"You will give the people an ideal to strive towards. They will race behind you, they will stumble, they will fall. But in time, they will join you in the sun. In time you will help them accomplish wonders".
It's silly, I know, but that's what I think about the most. What these characters are supposed to be to us, how they are supposed to inspire us to make ourselves better, to help each other, to shepherd our world closer and closer to the kind of bright, noble place it could be. If we'd only stop being so selfish. If we'd accept our failings, stop looking for excuses, and WORK to make the world better.
Superman, Batman, Tarzan, etc, etc, the list can go on forever, represent not reality, but an ideal. Perhaps an ideal that can never be achieved, but certainly an ideal that can be reached for. If a bystander pulls someone from a burning car, and says "it's what Superman would do," is that any less powerful, or real than if they said "it's what a fireman would do"? Is that inspiration to be scoffed at? Is it to be belittled?

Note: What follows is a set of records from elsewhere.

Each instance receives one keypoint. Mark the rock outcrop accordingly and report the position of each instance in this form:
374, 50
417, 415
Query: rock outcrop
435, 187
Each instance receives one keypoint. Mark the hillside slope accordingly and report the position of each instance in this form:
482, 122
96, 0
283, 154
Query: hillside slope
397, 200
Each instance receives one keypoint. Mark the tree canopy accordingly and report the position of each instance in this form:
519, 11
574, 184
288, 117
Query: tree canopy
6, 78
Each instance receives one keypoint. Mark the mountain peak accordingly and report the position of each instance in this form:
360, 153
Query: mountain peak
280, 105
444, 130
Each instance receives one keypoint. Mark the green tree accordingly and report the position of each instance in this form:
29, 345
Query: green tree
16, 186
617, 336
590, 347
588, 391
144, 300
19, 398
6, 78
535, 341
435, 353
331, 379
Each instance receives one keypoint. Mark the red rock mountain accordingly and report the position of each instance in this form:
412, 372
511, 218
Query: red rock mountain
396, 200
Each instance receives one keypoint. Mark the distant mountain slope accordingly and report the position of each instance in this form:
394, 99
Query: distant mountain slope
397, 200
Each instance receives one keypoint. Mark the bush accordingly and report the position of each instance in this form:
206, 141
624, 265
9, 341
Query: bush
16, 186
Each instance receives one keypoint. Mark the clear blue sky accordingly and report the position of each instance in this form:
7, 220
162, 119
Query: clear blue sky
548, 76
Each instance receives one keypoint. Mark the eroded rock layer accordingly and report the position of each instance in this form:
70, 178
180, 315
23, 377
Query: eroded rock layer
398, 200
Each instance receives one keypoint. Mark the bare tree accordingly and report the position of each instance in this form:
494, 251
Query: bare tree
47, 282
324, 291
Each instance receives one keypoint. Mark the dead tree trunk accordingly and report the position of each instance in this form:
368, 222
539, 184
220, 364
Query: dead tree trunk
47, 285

I say it is to be revered. Superman doesn't have to be "real" to inspire, he need only be a symbol of what could be. These stories, these characters, these myths are our legacy of morality, hope and basic goodness. To have this horrible loss of life tied to them pains me.
Which, of course, doesn't even touch the pain of the victims and their families. I mean no disrespect my what I've written, only that this tragic event stirs in my soul the understanding of how far we are from where we could be. My deepest thoughts and best wishes to each and every one of those touched by this horror.
It pains me that people will blame the film for this rampage. It's inevitable. It's the nature of where we are now, as a society. Scrambling to find easy answers, to assign blame, to look anywhere but at ourselves and our own culpability.
Millions of people saw The Dark Knight Rises last night. Most probably just had a kick-ass time, some may have been reduced to tears, and truly felt Christopher Nolan's deep understanding of exactly what I'm talking about above. Almost all of them didn't have the urge to kill anyone, except maybe the idiot in the front row who just couldn't stop checking Facebook on his damn phone. ONE guy, James Eagan Holmes, felt an urge he could not control. It was an urge that erupted in that auditorium because there were lots of unsuspecting people in a confined space, not because of the movie. A movie which, when you get down to brass tacks, he didn't even see, walking in some 15 minutes after the film began and immediately firing.
That action is about James Eagan Holmes, not the movie.
And it certainly isn't about Batman, who's legacy, who's meaning, would've been to provide an inspiration to Holmes in his darkest moments, and help him see a way to carry himself through his despair. To see that he could prevail over demons, within or without, and reach for the better part of himself. The part of all of us that he, and all our heroes, real or fictional, represent.